Basically, Dr. Prasad raised criticisms of our efforts as though he were the first to think of them and was very dismissive, thinking his efforts far more difficult and worthy than ours. In any event, I don’t want to go into detail about the whole kerfuffle. I’m merely using it as an example of how dismissive some physicians, particularly academic physicians, are of science communication efforts targeted at quackery. I liked Mark Hoofnagle’s comments, though:
I’m sorry, but I’m about to start cursing.
Do you think maybe the people who have been doing this for a decade maybe know about the backfire effect?
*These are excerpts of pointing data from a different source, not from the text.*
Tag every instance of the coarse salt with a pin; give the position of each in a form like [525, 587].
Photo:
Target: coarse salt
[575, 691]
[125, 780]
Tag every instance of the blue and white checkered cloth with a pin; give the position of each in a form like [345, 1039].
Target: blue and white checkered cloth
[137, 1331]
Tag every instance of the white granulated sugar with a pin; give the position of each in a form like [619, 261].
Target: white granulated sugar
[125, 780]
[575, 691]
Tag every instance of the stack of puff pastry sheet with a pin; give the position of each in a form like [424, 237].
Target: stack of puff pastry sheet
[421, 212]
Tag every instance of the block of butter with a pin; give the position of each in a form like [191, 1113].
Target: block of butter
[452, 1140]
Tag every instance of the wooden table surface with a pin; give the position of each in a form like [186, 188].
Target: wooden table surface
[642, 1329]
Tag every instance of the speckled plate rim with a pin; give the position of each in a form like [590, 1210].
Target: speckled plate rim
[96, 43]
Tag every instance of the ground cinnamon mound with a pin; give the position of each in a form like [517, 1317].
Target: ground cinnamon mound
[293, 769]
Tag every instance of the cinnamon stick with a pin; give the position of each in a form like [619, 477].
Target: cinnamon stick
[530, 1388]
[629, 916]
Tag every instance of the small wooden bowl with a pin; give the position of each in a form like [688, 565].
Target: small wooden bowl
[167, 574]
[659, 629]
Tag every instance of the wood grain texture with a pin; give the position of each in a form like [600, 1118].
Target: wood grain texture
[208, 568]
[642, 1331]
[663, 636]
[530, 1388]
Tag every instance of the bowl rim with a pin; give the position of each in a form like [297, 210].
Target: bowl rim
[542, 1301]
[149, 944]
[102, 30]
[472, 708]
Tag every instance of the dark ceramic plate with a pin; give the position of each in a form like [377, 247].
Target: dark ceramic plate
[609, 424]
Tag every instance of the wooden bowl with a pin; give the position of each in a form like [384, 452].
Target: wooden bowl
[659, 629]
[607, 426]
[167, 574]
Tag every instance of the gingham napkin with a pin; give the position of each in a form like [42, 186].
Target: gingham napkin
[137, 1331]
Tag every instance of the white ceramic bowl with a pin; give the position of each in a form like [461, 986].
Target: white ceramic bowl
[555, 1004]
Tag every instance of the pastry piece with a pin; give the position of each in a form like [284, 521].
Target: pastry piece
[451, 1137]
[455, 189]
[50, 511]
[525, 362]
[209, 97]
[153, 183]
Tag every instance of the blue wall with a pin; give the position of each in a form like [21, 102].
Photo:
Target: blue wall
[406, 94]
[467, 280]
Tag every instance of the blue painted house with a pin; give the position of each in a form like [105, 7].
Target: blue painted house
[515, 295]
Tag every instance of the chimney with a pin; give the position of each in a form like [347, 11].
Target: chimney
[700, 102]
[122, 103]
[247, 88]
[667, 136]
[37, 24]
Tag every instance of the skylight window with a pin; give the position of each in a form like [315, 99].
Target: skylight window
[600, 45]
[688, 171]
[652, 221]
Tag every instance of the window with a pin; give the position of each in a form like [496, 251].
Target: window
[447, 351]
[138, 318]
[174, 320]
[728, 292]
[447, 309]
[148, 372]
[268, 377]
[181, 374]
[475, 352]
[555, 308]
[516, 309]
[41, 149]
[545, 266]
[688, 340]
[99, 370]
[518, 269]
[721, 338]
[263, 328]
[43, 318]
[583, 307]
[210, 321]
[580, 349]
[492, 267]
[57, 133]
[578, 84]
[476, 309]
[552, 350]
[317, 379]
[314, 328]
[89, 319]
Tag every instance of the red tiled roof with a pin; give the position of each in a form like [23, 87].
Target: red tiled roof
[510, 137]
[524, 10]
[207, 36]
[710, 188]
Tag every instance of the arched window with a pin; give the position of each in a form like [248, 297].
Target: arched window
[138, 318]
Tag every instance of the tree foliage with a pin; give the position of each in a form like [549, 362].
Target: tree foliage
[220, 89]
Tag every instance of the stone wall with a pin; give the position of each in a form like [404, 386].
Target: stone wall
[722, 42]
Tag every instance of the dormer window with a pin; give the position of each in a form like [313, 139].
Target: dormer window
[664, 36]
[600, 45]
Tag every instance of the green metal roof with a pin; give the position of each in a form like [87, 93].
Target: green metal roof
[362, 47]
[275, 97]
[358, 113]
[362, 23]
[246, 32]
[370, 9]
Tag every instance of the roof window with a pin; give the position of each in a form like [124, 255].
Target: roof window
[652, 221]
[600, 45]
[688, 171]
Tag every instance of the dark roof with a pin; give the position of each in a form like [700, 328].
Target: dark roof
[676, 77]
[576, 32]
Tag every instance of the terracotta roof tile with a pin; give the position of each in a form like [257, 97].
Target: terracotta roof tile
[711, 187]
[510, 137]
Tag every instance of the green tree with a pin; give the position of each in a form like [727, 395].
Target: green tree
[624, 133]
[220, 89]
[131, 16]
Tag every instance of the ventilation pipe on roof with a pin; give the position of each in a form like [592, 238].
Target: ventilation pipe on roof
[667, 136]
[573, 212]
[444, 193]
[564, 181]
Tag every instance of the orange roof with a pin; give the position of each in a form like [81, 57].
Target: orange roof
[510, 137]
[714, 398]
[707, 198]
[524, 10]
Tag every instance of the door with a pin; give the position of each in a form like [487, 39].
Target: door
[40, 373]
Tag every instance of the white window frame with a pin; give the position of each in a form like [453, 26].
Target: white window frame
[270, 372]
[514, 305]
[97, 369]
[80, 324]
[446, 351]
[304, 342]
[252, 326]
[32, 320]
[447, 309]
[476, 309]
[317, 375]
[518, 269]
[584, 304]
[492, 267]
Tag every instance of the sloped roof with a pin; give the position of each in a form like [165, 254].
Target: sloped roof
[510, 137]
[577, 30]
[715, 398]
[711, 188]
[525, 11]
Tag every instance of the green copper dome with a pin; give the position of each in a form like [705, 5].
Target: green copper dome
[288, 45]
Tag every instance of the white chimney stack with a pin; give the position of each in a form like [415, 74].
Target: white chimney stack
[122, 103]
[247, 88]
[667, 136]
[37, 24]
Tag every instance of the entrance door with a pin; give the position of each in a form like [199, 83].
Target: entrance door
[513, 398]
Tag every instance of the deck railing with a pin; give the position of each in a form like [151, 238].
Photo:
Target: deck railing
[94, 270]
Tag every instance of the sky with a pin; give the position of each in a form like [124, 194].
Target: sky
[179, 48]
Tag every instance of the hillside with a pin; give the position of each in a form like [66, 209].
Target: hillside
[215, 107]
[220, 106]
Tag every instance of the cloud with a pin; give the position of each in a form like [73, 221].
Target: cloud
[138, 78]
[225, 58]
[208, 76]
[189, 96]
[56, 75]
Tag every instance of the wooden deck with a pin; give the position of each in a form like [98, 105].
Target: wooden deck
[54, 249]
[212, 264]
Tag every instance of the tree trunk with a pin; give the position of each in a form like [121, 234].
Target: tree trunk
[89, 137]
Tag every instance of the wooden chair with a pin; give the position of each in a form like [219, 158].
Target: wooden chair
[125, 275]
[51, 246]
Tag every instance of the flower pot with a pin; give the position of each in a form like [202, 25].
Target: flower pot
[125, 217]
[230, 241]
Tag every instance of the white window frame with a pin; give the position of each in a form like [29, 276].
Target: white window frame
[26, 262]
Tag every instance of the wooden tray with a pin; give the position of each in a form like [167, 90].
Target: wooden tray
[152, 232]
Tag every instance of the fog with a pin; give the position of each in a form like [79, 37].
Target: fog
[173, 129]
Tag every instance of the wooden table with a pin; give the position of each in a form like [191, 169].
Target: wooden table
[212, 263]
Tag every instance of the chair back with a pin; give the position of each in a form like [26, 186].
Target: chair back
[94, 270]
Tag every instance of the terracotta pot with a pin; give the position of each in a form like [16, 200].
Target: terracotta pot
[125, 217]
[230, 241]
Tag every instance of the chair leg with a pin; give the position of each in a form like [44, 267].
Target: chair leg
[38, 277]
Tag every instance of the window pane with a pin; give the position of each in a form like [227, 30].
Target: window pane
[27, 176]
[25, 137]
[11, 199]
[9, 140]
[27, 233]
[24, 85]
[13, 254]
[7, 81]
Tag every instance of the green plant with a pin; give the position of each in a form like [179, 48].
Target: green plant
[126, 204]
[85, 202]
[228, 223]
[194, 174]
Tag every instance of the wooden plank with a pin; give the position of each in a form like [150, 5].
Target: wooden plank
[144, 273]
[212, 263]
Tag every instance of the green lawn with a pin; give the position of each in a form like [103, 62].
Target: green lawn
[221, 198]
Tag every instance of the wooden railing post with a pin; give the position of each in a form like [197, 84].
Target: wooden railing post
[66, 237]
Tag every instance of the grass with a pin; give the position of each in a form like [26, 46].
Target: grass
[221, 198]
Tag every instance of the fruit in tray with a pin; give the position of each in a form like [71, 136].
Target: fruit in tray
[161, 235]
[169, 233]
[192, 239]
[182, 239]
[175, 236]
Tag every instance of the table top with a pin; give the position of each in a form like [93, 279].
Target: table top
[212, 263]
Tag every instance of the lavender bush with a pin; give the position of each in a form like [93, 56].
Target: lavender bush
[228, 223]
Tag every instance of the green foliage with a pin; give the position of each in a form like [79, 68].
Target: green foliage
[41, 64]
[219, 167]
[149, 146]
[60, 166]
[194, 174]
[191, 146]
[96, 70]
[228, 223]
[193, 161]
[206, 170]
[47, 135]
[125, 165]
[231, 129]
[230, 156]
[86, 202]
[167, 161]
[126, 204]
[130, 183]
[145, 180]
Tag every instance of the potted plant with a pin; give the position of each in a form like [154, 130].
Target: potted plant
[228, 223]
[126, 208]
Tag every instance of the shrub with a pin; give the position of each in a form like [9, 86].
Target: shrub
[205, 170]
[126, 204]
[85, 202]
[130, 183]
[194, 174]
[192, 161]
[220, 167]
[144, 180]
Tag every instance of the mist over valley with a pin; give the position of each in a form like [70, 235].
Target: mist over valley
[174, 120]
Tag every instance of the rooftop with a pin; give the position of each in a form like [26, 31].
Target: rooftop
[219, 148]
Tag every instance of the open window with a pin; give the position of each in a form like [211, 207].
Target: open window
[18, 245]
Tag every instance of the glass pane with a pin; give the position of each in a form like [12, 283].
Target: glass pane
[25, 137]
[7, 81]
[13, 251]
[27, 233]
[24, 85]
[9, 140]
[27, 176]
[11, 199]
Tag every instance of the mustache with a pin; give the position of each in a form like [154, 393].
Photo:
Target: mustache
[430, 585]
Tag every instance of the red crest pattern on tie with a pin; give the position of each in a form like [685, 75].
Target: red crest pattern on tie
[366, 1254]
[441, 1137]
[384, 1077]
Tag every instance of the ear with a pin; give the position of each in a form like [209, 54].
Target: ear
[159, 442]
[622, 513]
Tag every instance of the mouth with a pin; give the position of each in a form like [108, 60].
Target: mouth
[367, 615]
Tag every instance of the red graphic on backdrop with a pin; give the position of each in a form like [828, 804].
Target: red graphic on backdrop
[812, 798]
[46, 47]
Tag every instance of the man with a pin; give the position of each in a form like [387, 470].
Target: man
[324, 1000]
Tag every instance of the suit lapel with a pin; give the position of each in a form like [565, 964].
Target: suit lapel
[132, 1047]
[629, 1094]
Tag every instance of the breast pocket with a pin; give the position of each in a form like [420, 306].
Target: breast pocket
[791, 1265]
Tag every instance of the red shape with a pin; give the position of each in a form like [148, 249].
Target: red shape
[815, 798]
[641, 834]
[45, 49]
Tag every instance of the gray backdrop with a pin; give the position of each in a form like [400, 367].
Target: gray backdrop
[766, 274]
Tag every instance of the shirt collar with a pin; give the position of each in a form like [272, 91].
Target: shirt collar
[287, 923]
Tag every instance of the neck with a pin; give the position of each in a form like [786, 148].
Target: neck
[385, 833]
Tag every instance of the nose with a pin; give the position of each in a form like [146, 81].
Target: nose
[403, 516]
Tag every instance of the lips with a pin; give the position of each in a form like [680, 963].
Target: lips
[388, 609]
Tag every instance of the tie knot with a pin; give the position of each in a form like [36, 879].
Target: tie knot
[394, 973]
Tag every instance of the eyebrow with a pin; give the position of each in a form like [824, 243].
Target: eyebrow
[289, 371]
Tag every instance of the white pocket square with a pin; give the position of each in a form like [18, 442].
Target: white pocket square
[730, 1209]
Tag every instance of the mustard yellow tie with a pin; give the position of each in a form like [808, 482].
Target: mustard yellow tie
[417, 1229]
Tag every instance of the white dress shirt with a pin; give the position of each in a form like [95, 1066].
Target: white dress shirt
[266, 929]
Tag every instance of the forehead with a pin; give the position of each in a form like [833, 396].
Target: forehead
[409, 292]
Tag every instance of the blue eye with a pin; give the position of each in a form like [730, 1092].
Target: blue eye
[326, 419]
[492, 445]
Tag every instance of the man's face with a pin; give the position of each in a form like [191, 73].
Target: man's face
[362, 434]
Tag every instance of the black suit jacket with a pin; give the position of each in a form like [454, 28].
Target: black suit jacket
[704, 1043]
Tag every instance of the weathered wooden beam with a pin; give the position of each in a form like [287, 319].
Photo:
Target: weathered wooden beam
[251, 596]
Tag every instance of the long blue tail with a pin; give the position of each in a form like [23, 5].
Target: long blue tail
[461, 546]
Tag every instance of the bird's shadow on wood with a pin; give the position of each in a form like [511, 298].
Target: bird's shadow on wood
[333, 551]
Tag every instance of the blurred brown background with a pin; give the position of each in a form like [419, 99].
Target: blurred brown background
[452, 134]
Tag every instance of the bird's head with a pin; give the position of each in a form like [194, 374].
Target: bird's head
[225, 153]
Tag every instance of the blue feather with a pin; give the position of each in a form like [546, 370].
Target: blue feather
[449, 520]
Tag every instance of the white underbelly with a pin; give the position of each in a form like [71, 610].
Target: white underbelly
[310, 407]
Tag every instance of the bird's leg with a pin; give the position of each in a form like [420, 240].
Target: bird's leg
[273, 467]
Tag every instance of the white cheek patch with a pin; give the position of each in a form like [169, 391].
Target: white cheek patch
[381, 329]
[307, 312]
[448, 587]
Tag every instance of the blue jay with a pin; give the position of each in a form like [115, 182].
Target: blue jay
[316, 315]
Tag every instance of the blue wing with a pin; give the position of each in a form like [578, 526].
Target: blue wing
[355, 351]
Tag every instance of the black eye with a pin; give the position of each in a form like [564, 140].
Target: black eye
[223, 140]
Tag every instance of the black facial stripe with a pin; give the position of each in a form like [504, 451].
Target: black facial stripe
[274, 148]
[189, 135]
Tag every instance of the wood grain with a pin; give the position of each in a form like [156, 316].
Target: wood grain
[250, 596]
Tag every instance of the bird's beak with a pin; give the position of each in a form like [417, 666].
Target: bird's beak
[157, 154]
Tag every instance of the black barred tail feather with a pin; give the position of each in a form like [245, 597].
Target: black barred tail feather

Did you Dunning Krugers stop for a second to consider asking one of us about it?
Oh jeez, ya think?
— Mark Hoofnagle (@MarkHoofnagle) November 2, 2019
Didja think to ask any one of us, like me, who was linking science of scicomm over and over again whether or not there was evidence or a literature that we used to back our technique? Or did you, like Vinay, just stop at the most basic fucking problem in debunking?
— Mark Hoofnagle (@MarkHoofnagle) November 2, 2019
I mean, it’s not like I was linking papers on advanced tactics like inoculation, or discussion how you specifically respond to disinformation.
Have you read the handbook? Yeah, there’s a fucking handbook. https://t.co/GdzHGUlp5O
— Mark Hoofnagle (@MarkHoofnagle) November 2, 2019
Christ on a cracker. You people, you’re so dismissive, you didn’t listen, but managed to convince yourselves you’re so smart for thinking of a problem we’ve been addressing for a decade.
— Mark Hoofnagle (@MarkHoofnagle) November 2, 2019
If it’s not clear I’m not directing this at @JHowardBrainMD but at the unbelievably shallow assholes that think theyre smart for finding the most obvious question in scicomm and posing it like it’s a novel insight.
Maybe next you’ll tell us the information deficit model is wrong!
— Mark Hoofnagle (@MarkHoofnagle) November 2, 2019
That was basically my attitude, too. Maybe I should go back and analyze Dr. Prasad’s podcast on the issue, but I fear it might raise my blood pressure too much. The point is simply how dismissive some doctors are of science communication efforts targeting pseudoscience, even as they “dunk” on a clinical trial based on…a treatment from alternative medicine:
The point is that, yes, things have gotten better in that many more physicians and scientists are communicating science and pushing back against pseudoscience than there were when I really got started 15 years ago. Also, it should be a big tent, with room for doctors like Dr. Prasad and their critiques against pharma and doctors like us at SBM. We should be natural allies, as is the case with Ben Goldacre, who takes on both pharma and alternative medicine. To me, that’s the hardest nut to crack. Until we manage it, until we can persuade doctors like Dr. Prasad that we’re natural allies and that combatting pseudoscience is not only difficult but a worthwhile activity for an academic, we’re going to be held back in what we can do. Doctors like him don’t have to do the dirty work of pushing back against quackery themselves if they don’t want to. Division of labor is a good thing. All I ask is that they stop making our job harder.
As for everyone else, doctors, scientists, and interested lay people, we welcome you. I just wanted you to know what you could be in for if you join is, so that you go in eyes open. Only you can decide if helping to educate the public and counter disinformation is worth it to you.